Calculate the gradient of the tangent to the curve $\displaystyle y=\frac{x+2}{\sqrt{3x+1}}$ at $\displaystyle x=1$
If your question is to calculate the derivative of the function here is step by step
$\displaystyle y=\frac{x+2}{\sqrt{3x+1}} \rightarrow y'=\frac{(x+2)'(\sqrt{3x+1}) - (\sqrt{3x+1})'(x+2)}{3x+1}$
The derivate of $\displaystyle \sqrt{3x+1}$ is calculated using the chain rule
$\displaystyle f(x)=\sqrt{3x+1} = (3x+1)^{\frac{1}{2}} \rightarrow f'(x) = \frac{1}{2}\cdot \frac{1}{\sqrt{3x+1}} \cdot 3$
can now conclude
Hello!
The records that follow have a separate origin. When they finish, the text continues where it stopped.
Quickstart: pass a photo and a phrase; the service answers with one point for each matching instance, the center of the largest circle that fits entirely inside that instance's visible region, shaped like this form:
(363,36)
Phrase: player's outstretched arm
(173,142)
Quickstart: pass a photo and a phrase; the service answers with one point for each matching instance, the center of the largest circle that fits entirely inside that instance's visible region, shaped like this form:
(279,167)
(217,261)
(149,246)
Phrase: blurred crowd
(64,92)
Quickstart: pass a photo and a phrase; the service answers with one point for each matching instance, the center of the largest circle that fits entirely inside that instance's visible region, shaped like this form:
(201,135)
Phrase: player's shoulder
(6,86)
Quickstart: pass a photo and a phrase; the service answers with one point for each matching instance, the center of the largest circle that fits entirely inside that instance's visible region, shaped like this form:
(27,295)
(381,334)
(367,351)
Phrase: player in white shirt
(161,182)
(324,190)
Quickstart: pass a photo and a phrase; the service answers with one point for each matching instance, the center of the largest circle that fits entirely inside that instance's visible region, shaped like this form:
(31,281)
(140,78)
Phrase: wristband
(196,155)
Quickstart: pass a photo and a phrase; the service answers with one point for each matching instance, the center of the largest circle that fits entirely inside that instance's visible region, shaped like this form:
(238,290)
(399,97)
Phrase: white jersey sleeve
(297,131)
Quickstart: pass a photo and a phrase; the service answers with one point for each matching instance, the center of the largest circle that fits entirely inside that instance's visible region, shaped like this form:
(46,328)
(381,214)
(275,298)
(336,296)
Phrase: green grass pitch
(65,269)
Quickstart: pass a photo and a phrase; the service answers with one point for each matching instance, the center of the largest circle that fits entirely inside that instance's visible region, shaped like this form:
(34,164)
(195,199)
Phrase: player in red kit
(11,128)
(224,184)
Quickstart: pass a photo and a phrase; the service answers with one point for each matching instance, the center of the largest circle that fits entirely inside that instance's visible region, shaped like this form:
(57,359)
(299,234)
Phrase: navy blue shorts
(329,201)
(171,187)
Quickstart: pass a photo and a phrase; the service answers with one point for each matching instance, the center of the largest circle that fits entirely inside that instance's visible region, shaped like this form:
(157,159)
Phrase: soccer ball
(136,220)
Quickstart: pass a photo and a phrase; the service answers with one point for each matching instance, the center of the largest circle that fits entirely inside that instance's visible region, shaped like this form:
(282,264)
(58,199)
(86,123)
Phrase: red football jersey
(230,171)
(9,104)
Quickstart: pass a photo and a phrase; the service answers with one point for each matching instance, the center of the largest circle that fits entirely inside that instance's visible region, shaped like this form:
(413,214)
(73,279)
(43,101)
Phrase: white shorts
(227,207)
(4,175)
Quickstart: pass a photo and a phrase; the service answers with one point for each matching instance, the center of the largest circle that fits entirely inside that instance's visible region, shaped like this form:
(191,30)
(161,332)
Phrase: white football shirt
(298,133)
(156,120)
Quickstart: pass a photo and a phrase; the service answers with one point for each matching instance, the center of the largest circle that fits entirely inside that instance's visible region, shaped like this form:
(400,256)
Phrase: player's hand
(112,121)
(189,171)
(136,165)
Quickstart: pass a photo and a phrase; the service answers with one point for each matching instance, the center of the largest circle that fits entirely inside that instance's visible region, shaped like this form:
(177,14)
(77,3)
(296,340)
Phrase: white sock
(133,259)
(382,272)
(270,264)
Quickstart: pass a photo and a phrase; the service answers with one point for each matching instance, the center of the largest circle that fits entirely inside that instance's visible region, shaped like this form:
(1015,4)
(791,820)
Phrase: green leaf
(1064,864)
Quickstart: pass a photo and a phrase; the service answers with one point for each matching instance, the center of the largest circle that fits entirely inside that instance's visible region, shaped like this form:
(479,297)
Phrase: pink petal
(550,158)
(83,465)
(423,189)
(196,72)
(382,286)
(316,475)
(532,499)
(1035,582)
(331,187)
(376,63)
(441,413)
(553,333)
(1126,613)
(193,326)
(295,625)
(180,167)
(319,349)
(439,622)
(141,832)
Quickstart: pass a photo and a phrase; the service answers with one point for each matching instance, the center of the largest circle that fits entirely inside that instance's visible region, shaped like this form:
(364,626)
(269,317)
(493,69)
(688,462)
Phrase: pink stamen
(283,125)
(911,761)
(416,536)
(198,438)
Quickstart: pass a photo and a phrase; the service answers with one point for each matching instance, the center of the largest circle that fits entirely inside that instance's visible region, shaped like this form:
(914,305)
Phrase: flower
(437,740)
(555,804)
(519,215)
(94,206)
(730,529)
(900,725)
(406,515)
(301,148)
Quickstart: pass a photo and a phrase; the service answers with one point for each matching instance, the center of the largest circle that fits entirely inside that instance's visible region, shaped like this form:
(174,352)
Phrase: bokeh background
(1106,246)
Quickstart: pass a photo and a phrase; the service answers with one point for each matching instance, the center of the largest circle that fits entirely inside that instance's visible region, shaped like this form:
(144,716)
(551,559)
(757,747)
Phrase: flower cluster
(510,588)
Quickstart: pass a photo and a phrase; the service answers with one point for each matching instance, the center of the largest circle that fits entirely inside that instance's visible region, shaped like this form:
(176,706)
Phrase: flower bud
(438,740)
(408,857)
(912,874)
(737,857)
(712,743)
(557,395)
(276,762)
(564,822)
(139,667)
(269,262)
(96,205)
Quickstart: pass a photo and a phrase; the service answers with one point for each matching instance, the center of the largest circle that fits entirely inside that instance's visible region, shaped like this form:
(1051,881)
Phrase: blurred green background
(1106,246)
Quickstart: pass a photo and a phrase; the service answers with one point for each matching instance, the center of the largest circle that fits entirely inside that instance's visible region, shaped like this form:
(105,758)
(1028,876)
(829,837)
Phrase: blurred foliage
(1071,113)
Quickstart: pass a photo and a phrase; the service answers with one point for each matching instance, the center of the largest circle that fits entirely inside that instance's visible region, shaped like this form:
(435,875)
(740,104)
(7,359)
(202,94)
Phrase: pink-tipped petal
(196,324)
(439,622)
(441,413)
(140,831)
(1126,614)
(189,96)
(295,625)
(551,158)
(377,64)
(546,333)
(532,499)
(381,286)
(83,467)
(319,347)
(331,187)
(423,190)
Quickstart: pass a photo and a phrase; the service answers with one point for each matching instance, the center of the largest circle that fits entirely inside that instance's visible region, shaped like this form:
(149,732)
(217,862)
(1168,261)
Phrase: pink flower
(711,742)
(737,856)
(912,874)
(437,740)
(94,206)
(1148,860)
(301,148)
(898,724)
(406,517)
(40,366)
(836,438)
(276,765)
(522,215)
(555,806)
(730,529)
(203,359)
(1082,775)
Just a little update on my workings...
$\displaystyle Let U=x+2$ and $\displaystyle V=\sqrt{3x+1}$Calculate the gradient of the tangent to the curve $\displaystyle y=\frac{x+2}{\sqrt{3x+1}}$ at $\displaystyle x=1$
$\displaystyle \frac{dU}{dx}=1$
$\displaystyle \frac{dV}{dx}=\frac{1}{2}(3x+1)^{-\frac{1}{2}}(3)$
$\displaystyle =\frac{3}{2}(3x+1)^{-\frac{1}{2}}$
$\displaystyle \frac{dy}{dx}=\frac{\frac{3x+1-(\frac{3}{2}(x+2))}{\sqrt{3x+1}}}{3x+1}$
$\displaystyle =\frac{(3x+1)^2-(\frac{3}{2}(x+2)(3x+1))}{\sqrt{3x+1}}$
$\displaystyle =\frac{3x+1(3x+1-((\frac{3}{2})(x+2)))}{\sqrt{3x+1}}$
I can't simplify further. Am I on the right track?